三重大学人文学部准教授(三重大学国際忍者研究センター担当教員)高尾善希  

タコツボ

 「タコツボ」とは、タコをとるツボのことです。「タコツボ化」とは、タコツボのように、狭い世界に落ち込み、そとの世界と没交渉になることです。

 世の中があらゆる場面で高度になってくると、タコツボ化せざるを得ません。タコツボ化は、問題なのですけれども、一概に問題ばかりともいえず、むしろ高度になった証拠でもあります。大学でも、特に、文系・理系の間が没交渉であることに課題意識があり、両者が連携することを、文理融合などといっています。ちなみに、私は、文理融合することはないと考えているので、「文理連携」なる語を用いています。

タコツボ化を乗り越える

 三重大学における忍者学は、この文理連携の枠組みとして、格好の研究フィールドでしょう。たとえば、忍術書という史料に、武器の作成方法が書いてあったとしても、それは実現可能性があるのか、それが理系的に何を意味するのか、ということは、文献史料の文系の研究者(古文書読み)には、皆目わかりません。逆に、理系の研究者は、忍術書という史料の存在そのものすらも、知らないでしょう。この両者の研究者が、情報のやりとりをすることによって、文理連携的な、その武器の新しい研究がはじまるのです。

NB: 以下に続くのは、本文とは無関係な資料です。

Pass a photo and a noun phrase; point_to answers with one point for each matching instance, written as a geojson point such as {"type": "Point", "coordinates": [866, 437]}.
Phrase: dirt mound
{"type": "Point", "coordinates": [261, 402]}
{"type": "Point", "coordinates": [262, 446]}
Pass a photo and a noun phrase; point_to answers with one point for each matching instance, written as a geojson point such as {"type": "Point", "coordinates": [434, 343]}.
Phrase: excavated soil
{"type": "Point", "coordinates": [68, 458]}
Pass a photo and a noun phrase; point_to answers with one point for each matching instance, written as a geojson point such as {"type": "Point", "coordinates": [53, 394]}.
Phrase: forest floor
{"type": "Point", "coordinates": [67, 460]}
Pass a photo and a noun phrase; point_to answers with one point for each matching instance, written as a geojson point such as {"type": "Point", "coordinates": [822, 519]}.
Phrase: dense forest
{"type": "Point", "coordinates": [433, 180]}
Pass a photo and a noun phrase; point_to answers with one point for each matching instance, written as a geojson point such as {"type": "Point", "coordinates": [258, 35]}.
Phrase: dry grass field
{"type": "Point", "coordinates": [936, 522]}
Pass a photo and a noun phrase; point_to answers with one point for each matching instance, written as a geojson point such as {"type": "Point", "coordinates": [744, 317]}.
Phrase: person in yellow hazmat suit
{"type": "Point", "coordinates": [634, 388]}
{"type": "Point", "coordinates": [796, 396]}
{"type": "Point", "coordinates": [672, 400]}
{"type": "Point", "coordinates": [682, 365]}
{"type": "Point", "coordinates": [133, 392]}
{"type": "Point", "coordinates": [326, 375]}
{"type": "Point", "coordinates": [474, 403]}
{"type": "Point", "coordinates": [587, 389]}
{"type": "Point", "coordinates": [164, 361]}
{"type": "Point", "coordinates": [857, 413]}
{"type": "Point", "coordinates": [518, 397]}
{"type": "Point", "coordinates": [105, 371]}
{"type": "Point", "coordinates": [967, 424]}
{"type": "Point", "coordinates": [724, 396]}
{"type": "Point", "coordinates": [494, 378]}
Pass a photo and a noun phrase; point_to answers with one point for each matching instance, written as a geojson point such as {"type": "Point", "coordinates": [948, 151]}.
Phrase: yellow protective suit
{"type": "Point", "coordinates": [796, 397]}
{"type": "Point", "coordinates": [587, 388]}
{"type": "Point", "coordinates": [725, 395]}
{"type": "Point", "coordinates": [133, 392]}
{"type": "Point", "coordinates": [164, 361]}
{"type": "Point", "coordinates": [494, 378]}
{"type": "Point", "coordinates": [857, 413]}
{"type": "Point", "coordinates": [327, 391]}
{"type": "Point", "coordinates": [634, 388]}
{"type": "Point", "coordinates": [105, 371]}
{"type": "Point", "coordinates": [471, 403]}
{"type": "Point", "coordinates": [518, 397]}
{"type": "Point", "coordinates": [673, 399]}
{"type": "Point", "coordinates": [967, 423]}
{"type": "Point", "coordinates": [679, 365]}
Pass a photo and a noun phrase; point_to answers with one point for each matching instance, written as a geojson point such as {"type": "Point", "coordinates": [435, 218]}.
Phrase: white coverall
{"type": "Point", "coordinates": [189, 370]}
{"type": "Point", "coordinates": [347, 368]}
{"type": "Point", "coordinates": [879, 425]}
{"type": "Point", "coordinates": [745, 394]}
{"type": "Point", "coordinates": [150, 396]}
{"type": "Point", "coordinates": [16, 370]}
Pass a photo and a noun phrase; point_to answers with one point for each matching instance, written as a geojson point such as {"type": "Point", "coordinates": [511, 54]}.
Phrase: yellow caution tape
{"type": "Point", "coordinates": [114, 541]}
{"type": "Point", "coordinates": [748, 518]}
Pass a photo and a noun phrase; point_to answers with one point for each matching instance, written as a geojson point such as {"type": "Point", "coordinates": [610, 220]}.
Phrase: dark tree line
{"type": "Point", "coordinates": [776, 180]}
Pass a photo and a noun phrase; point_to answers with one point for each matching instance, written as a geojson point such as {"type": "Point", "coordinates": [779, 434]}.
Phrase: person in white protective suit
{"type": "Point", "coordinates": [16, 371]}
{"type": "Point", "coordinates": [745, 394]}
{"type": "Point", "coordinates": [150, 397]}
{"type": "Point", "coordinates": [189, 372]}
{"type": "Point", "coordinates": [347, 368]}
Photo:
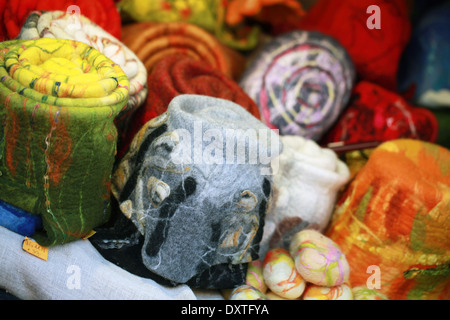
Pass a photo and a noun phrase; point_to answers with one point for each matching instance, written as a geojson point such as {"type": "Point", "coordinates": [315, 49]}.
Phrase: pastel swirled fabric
{"type": "Point", "coordinates": [301, 82]}
{"type": "Point", "coordinates": [207, 14]}
{"type": "Point", "coordinates": [377, 114]}
{"type": "Point", "coordinates": [365, 28]}
{"type": "Point", "coordinates": [13, 13]}
{"type": "Point", "coordinates": [61, 25]}
{"type": "Point", "coordinates": [154, 41]}
{"type": "Point", "coordinates": [180, 74]}
{"type": "Point", "coordinates": [58, 101]}
{"type": "Point", "coordinates": [395, 215]}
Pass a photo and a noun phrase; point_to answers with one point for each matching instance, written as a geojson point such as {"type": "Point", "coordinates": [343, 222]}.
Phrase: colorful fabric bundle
{"type": "Point", "coordinates": [179, 74]}
{"type": "Point", "coordinates": [13, 13]}
{"type": "Point", "coordinates": [394, 217]}
{"type": "Point", "coordinates": [306, 180]}
{"type": "Point", "coordinates": [425, 65]}
{"type": "Point", "coordinates": [154, 41]}
{"type": "Point", "coordinates": [200, 208]}
{"type": "Point", "coordinates": [207, 14]}
{"type": "Point", "coordinates": [58, 102]}
{"type": "Point", "coordinates": [58, 24]}
{"type": "Point", "coordinates": [281, 15]}
{"type": "Point", "coordinates": [377, 114]}
{"type": "Point", "coordinates": [301, 82]}
{"type": "Point", "coordinates": [375, 51]}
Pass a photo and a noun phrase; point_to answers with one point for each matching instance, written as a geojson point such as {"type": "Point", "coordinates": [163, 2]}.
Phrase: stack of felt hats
{"type": "Point", "coordinates": [183, 142]}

 三重大学は、幸いなことに、医学部・工学部・生物資源学部・教育学部・人文学部の文理5学部がひとつのキャンパスに集中しており(津市、上浜キャンパス)、文理にまたがって研究者が交流しやすい環境にあります(諸大学をみると、ひとつのキャンパスにすべての学部が集まっているというのは、当たり前ではないことがわかります)。学部にまたがって教員同士が交流するのは、全学的組織の会議に出席しない限り、あまりありませんね。これは、考えてみれば、もったいないことですが、忍者学では、「忍者」という研究テーマを軸に、文理の研究者が力を合わせて研究しています。

博物館も忍者学も

 ところで、私は三重大学に奉職する以前は、博物館に勤めていたことがあります。博物館もまた、タコツボ化を乗り越えることができる、可能性あふれる場のひとつだと思っています。元学芸員として(落ちこぼれ学芸員ですが)、ちょっと、博物館の展示について、一言、もの申したいと思います。

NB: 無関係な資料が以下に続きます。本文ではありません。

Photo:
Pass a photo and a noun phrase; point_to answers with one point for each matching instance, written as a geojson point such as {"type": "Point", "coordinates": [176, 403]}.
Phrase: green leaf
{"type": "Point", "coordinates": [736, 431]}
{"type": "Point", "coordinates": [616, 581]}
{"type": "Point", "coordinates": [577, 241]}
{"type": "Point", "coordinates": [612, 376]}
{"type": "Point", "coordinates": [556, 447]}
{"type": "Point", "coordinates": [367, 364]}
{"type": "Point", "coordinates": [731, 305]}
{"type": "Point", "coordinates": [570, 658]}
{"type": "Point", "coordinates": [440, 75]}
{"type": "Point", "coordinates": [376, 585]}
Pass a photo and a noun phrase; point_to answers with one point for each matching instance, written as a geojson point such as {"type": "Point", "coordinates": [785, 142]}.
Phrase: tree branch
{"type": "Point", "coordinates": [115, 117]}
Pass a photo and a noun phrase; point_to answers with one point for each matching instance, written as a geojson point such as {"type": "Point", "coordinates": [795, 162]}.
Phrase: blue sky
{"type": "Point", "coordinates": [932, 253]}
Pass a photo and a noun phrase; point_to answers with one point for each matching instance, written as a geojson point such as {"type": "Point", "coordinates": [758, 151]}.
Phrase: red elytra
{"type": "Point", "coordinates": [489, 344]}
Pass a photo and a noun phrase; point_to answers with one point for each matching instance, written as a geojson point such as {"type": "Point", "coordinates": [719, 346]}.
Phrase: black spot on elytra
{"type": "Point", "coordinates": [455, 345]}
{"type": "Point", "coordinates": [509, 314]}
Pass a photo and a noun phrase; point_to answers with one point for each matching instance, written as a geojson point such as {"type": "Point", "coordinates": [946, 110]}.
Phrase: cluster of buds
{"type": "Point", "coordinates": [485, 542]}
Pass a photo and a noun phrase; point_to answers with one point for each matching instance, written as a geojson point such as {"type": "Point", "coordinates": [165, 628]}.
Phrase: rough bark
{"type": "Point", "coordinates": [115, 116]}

 過去を分析する研究分野として、文献史学・考古学・民俗学などがあります。このような過去を分析する分析方法ごとに、その対象を「これが文献史料(古文書)だ」「これが考古資料(モノ資料)だ」「これが民具だ」などと言いわけておりますけれども、過去に生きた人びとにとっては、そのような区分は、まったく意味がありません。

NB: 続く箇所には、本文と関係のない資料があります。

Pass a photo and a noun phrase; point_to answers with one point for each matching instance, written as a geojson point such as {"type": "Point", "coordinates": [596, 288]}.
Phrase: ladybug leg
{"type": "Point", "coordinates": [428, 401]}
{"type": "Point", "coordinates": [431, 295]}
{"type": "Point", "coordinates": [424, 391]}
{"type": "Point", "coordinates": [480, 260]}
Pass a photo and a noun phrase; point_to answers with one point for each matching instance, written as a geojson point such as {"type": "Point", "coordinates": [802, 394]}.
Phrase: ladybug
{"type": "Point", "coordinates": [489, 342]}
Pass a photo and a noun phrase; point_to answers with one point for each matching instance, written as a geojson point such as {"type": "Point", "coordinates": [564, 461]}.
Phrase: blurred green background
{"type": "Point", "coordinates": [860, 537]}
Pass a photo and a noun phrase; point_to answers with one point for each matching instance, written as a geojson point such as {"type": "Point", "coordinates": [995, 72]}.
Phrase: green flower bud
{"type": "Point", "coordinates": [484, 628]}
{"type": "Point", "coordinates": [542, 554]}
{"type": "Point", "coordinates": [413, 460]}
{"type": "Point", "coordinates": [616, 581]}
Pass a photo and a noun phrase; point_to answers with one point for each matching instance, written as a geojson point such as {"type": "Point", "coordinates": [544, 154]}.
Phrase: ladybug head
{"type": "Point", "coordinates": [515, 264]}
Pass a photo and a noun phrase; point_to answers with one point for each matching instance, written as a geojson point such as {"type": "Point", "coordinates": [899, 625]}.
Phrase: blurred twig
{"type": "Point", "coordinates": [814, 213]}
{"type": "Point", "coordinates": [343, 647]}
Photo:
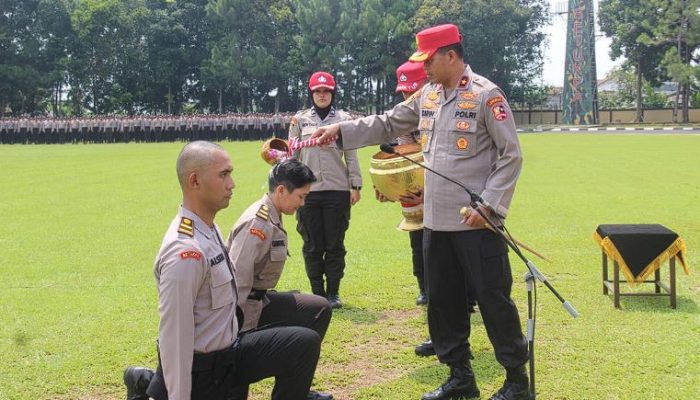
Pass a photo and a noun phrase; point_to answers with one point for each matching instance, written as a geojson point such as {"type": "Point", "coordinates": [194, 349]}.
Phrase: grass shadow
{"type": "Point", "coordinates": [657, 304]}
{"type": "Point", "coordinates": [356, 315]}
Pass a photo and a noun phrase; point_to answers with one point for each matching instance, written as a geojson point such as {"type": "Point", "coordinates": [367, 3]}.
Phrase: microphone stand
{"type": "Point", "coordinates": [478, 204]}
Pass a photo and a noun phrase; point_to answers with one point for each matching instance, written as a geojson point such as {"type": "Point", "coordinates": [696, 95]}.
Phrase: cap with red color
{"type": "Point", "coordinates": [431, 39]}
{"type": "Point", "coordinates": [321, 79]}
{"type": "Point", "coordinates": [410, 76]}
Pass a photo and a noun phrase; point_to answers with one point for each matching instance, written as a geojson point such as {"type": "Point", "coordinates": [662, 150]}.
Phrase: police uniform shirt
{"type": "Point", "coordinates": [196, 298]}
{"type": "Point", "coordinates": [326, 162]}
{"type": "Point", "coordinates": [258, 249]}
{"type": "Point", "coordinates": [468, 135]}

 たとえば、昔のひとが生活する場として、ひとつのテーブルがあった、とします。さらに、その上に、手紙があり、硯があり、筆があった、とします。それらを、現代の研究者の都合で、手紙は文献史学の研究者が分析し、硯や筆は、考古学者や民具専門の民俗学者が分析するわけです。でも、そのような区分は、昔の人びとにはまったく関係のない話であり、同じテーブルに乗っているものたちは、むしろ相互に密接に関係づけられています。このような問題関心を、いまの歴史学者や学芸員たちは持つべきなのです。

 だから、文献史学専門の私にひきつけていえば、「私は古文書専門だから、手紙の内容には興味はあるけれど、硯や筆には知らん」というのは、まずい態度であるわけです。

 博物館には、そのタコツボ化を乗り越える可能性があります。私の考えでいえば、本来は、歴史的公文書展とか、考古資料展とか、民具展とか、そういう現代のタコツボに従った展示は好ましくない(実際は博物館の展示の定番ですが……)。もし、「むかしの農業展」であれば、農業生産の様子がわかる歴史的公文書・家の日記史料・ケの日(日常)に使った野良着・鍬や鎌などと、なるべく諸分野にわたる多様なものを、「農業」というテーマの中に串刺しにして、まとめて展示したいものです。

 私にとっては、学芸員時代にこのような問題関心があったからこそ、三重大学に奉職するようになって、忍者学というタコツボ化を乗り越える試みに、おもしろみを感じることができたのです。